BMC Infectious Diseases (Sep 2022)

Clinical clustering with prognostic implications in Japanese COVID-19 patients: report from Japan COVID-19 Task Force, a nation-wide consortium to investigate COVID-19 host genetics

  • Shiro Otake,
  • Shotaro Chubachi,
  • Ho Namkoong,
  • Kensuke Nakagawara,
  • Hiromu Tanaka,
  • Ho Lee,
  • Atsuho Morita,
  • Takahiro Fukushima,
  • Mayuko Watase,
  • Tatsuya Kusumoto,
  • Katsunori Masaki,
  • Hirofumi Kamata,
  • Makoto Ishii,
  • Naoki Hasegawa,
  • Norihiro Harada,
  • Tetsuya Ueda,
  • Soichiro Ueda,
  • Takashi Ishiguro,
  • Ken Arimura,
  • Fukuki Saito,
  • Takashi Yoshiyama,
  • Yasushi Nakano,
  • Yoshikazu Mutoh,
  • Yusuke Suzuki,
  • Koji Murakami,
  • Yukinori Okada,
  • Ryuji Koike,
  • Yuko Kitagawa,
  • Akinori Kimura,
  • Seiya Imoto,
  • Satoru Miyano,
  • Seishi Ogawa,
  • Takanori Kanai,
  • Koichi Fukunaga,
  • The Japan COVID-19 Task Force

DOI
https://doi.org/10.1186/s12879-022-07701-y
Journal volume & issue
Vol. 22, no. 1
pp. 1 – 12

Abstract

Read online

Abstract Background The clinical course of coronavirus disease (COVID-19) is diverse, and the usefulness of phenotyping in predicting the severity or prognosis of the disease has been demonstrated overseas.

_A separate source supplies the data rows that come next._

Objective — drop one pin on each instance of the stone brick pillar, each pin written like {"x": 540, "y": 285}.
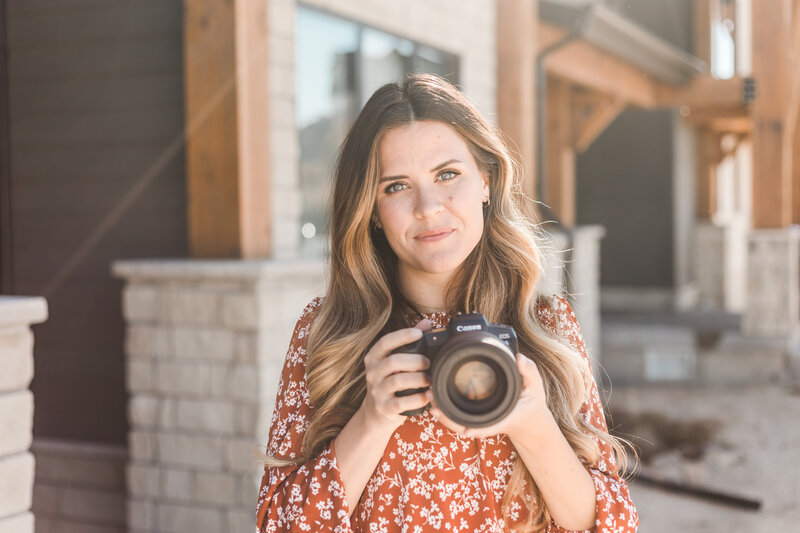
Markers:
{"x": 205, "y": 345}
{"x": 16, "y": 410}
{"x": 583, "y": 277}
{"x": 773, "y": 284}
{"x": 720, "y": 264}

This study aimed to investigate clinically meaningful phenotypes in Japanese COVID-19 patients using cluster analysis. Methods From April 2020 to May 2021, data from inpatients aged ≥ 18 years diagnosed with COVID-19 and who agreed to participate in the study were collected. A total of 1322 Japanese patients were included. Hierarchical cluster analysis was performed using variables reported to be associated with COVID-19 severity or prognosis, namely, age, sex, obesity, smoking history, hypertension, diabetes mellitus, malignancy, chronic obstructive pulmonary disease, hyperuricemia, cardiovascular disease, chronic liver disease, and chronic kidney disease. Results Participants were divided into four clusters: Cluster 1, young healthy (n = 266, 20.1%); Cluster 2, middle-aged (n = 245, 18.5%); Cluster 3, middle-aged obese (n = 435, 32.9%); and Cluster 4, elderly (n = 376, 28.4%). In Clusters 3 and 4, sore throat, dysosmia, and dysgeusia tended to be less frequent, while shortness of breath was more frequent. Serum lactate dehydrogenase, ferritin, KL-6, d-dimer, and C-reactive protein levels tended to be higher in Clusters 3 and 4. Although Cluster 3 had a similar age as Cluster 2, it tended to have poorer outcomes. Both Clusters 3 and 4 tended to exhibit higher rates of oxygen supplementation, intensive care unit admission, and mechanical ventilation, but the mortality rate tended to be lower in Cluster 3. Conclusions We have successfully performed the first phenotyping of COVID-19 patients in Japan, which is clinically useful in predicting important outcomes, despite the simplicity of the cluster analysis method that does not use complex variables.